Es ist kein Geheimnis, dass die populären E-Scooter zu einem immer größeren Problem im Straßenverkehr werden. Verkehrsminister Volker Wissing hat deshalb neue Pläne zur Regulierung von E-Scootern vorgestellt, welche die Sicherheit erhöhen sollen.

Ab Anfang 2027 sollen neu zugelassene E-Scooter zum Beispiel verpflichtend mit Blinkern ausgestattet werden. Die Umsetzung dieser Maßnahme dürfte dabei kaum problematisch sein, folgt diese doch einer Marktanalyse, der zufolge viele neuere Modelle schon jetzt standardmäßig Blinker besitzen.
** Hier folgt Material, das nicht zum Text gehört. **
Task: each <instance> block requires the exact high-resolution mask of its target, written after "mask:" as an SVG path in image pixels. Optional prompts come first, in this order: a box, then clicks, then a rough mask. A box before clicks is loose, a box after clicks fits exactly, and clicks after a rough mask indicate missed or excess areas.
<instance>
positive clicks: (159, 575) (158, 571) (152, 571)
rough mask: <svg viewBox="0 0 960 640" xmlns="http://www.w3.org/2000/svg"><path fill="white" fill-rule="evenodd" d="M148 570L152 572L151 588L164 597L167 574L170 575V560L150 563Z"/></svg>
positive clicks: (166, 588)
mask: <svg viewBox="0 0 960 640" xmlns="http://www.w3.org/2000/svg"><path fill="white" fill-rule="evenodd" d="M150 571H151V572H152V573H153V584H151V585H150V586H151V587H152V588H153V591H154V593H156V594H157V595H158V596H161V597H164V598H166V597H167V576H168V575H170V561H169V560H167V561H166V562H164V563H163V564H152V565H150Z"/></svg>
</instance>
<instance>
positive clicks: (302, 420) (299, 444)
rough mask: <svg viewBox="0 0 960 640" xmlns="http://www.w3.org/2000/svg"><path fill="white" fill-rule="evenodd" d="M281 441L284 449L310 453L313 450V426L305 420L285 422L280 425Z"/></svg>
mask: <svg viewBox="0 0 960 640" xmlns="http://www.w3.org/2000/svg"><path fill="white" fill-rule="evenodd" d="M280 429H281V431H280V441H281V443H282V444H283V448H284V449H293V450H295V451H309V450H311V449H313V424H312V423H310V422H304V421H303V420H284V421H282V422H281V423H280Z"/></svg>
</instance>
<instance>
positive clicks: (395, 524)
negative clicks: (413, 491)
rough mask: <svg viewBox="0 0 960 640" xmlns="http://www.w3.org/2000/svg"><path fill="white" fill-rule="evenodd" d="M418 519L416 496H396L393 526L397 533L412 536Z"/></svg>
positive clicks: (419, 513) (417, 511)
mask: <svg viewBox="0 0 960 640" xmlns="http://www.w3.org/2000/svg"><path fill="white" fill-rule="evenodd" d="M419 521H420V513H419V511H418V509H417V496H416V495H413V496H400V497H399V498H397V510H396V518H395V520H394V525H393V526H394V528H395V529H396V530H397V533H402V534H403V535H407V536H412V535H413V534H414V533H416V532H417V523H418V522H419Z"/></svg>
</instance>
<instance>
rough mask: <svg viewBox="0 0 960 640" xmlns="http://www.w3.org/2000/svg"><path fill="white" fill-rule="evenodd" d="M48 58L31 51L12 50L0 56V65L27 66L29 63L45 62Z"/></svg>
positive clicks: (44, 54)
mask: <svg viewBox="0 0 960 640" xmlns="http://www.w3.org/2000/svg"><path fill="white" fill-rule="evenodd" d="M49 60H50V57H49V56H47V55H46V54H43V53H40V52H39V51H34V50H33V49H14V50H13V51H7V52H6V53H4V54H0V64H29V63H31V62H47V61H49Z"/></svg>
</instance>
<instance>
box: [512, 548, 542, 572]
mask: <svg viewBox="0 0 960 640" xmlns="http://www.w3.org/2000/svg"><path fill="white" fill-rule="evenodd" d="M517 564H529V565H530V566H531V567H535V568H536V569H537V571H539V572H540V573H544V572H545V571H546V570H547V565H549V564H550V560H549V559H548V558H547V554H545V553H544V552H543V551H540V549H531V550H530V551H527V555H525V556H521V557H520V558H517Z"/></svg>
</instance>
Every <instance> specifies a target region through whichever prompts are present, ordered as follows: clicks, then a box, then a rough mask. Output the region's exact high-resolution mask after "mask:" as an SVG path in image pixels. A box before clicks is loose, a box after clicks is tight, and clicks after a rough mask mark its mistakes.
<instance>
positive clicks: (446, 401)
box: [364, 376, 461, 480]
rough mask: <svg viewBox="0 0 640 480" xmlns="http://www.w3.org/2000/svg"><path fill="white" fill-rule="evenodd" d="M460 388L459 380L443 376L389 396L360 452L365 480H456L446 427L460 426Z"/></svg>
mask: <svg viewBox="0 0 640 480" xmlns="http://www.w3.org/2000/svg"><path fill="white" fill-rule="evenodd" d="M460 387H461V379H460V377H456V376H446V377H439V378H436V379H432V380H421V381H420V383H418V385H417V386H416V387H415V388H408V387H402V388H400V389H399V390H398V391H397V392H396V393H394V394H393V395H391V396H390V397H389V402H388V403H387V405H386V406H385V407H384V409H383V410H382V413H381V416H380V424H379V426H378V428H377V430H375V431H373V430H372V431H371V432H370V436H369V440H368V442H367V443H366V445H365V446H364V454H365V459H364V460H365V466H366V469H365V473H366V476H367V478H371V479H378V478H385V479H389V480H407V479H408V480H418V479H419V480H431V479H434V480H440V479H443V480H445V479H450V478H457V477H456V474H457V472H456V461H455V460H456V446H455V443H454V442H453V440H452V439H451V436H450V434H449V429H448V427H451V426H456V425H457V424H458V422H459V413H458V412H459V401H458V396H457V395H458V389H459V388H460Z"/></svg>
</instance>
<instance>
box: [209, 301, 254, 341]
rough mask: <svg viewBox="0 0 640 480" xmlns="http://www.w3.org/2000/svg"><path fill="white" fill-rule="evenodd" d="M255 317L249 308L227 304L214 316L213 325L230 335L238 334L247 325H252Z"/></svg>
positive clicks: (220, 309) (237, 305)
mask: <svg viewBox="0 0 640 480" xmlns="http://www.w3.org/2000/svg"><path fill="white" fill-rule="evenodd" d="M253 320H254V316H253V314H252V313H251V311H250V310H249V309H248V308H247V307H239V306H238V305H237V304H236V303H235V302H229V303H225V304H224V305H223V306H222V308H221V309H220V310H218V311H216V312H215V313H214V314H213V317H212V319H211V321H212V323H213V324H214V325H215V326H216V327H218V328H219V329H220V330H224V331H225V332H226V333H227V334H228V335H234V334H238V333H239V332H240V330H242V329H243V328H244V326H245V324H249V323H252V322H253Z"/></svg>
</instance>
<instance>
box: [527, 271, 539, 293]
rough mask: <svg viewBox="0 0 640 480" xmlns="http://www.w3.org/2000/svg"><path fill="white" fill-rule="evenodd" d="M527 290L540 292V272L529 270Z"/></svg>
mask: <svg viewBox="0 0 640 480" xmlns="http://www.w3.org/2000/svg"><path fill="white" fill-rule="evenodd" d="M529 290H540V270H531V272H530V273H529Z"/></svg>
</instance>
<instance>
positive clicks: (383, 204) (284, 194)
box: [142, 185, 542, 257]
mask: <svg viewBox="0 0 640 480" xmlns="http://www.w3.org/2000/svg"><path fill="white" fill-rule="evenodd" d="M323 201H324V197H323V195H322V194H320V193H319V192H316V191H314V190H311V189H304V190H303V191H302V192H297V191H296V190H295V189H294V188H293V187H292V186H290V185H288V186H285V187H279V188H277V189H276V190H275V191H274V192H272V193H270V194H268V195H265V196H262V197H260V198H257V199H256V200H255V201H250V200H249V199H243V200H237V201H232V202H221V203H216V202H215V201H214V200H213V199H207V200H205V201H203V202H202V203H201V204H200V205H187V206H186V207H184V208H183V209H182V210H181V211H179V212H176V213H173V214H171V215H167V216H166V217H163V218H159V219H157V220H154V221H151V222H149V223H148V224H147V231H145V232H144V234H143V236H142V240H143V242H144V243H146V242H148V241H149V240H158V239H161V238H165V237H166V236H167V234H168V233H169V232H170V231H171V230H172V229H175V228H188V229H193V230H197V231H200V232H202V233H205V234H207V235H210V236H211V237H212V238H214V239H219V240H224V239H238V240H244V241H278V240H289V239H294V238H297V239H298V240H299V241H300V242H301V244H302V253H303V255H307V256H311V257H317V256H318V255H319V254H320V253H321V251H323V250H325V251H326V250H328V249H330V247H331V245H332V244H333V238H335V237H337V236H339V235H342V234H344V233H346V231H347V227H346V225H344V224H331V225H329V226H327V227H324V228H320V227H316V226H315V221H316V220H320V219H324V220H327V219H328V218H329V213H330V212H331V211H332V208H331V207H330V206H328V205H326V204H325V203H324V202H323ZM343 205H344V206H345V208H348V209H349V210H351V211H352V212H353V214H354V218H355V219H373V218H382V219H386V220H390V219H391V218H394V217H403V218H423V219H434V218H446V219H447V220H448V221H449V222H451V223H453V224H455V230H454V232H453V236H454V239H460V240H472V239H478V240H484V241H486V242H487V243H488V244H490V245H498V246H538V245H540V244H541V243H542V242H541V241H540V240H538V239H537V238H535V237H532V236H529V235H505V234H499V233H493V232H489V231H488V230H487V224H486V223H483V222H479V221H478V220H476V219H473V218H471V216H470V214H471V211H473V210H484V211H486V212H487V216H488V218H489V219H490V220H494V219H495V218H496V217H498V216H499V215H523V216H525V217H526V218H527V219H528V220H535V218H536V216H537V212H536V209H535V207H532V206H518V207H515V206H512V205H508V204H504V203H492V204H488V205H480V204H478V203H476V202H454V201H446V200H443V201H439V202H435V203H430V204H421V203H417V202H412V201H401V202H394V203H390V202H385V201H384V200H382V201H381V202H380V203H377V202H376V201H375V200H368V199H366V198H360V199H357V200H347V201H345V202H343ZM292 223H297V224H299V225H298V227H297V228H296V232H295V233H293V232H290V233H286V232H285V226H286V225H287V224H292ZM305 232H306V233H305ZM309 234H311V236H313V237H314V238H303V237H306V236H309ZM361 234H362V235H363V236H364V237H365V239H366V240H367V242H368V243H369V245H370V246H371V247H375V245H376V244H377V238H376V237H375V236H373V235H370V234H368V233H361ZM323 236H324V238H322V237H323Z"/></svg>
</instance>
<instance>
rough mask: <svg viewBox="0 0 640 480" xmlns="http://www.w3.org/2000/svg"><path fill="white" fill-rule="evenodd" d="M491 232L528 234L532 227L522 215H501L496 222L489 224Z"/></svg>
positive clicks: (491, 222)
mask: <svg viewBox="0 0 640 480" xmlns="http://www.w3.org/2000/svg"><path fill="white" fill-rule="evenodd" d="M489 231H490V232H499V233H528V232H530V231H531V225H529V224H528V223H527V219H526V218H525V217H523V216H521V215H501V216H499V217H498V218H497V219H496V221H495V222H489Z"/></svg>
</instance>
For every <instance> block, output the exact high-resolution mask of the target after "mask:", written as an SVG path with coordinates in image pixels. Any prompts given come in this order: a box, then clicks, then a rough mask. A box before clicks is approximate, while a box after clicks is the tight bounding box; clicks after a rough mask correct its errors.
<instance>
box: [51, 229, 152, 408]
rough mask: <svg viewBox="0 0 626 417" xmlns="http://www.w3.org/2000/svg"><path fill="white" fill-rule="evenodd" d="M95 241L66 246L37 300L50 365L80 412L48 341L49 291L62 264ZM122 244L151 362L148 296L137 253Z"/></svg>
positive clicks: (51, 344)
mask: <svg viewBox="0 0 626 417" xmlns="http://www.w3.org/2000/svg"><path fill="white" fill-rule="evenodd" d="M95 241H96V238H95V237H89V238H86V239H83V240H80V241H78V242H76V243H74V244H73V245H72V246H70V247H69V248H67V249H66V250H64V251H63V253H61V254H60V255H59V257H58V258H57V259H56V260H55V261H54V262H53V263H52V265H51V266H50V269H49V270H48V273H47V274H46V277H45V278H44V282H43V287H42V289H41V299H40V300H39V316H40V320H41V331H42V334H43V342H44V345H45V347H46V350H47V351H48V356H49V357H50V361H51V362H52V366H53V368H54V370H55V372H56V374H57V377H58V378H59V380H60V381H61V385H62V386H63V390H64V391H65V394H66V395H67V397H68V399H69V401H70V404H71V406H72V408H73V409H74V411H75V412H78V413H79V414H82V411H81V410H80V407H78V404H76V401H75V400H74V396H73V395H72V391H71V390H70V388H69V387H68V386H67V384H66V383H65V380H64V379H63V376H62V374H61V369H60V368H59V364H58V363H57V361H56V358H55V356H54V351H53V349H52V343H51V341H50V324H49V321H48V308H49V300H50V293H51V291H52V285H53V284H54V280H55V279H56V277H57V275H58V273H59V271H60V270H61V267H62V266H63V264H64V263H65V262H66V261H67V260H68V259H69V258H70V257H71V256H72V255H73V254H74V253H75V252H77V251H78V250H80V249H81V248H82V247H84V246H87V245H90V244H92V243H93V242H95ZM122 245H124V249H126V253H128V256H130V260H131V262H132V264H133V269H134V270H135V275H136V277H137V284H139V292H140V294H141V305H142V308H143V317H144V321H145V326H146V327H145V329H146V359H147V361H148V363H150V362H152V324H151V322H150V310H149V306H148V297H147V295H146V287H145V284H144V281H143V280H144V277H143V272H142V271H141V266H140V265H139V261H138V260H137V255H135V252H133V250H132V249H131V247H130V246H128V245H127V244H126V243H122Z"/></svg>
Ein wissenschaftlicher Begleitbericht der Bundesanstalt für Straßenwesen unterfüttert die neue Regelung zusätzlich, der belegt, dass viele Nutzer die Handzeichen zur Anzeige von Richtungsänderungen als unsicher empfinden.

Angleichung an den Radverkehr

Der Entwurf sieht außerdem vor, dass E-Scooter-Fahrer ähnlich wie Radfahrer zukünftig den Grünpfeil an roten Ampeln nutzen dürfen. Ferner soll es E-Scootern gestattet werden, auf Gehwegen und in Fußgängerzonen mit dem Zusatzzeichen „Radverkehr frei“ zu fahren, wobei Schrittgeschwindigkeit eingehalten und besondere Rücksicht auf Fußgänger genommen werden muss.

Die neue Verordnung soll mit einer Übergangsfrist von einem Jahr ab April 2025 gelten, die Regeln zur Angleichung an den Radverkehr werden allerdings erst ein Jahr später Gültigkeit haben. Kommunen können die Übergangszeit dem Ministerium zufolge nutzen, um zu prüfen, ob für Fahrräder freigegebene Gehwege oder Fußgängerzonen auch für den Scooter-Verkehr geeignet seien oder nicht.

Pläne stehen in der Kritik

Der Fußgängerverband „Fuss“ kritisiert die Pläne scharf, indem er sie als „grobe Attacke“ auf Fußgänger beschreibt. Insbesondere die Zulassung von E-Scootern auf mehr Gehwegen und die Abschaffung des Mindestabstands von 1,5 Metern beim Überholen von Fußgängern stehen in der Kritik. Der ADAC weist zudem auf das Problem des fehlenden Opferschutzes hin, da bei Unfällen mit E-Scootern aufgrund ihrer Geschwindigkeit von maximal 20 Kilometern pro Stunde bisher eine Gefährdungshaftung fehlt.

„Daher muss derjenige, der heute schuldlos durch einen E-Scooter zu Schaden kommt, dem E-Scooter-Fahrer ein persönliches Verschulden nachweisen, um von der Versicherung Schadenersatz zu erhalten“, so der Automobilclub.

Der TÜV-Verband begrüßt indes die geplanten Änderungen zur Verbesserung der Sicherheit und Akzeptanz von E-Scootern, insbesondere die technischen Anpassungen an die Fahrzeuge. Bis zum 9. August können Länder und Verbände Stellung zu den Entwürfen nehmen, bevor der Bundesrat über die Änderungen entscheidet.

Und einer solchen bedarf es fraglos, haben sich die Unfallzahlen mit E-Scootern zuletzt doch verdoppelt, wobei die falsche Nutzung von Fahrbahnen und Gehwegen sowie das Fahren unter Alkoholeinfluss als Hauptursachen genannt werden. Laut dem Statistischen Bundesamt gab es im vergangenen Jahr 9.425 Unfälle mit E-Scootern, bei denen Personen zu Schaden kamen.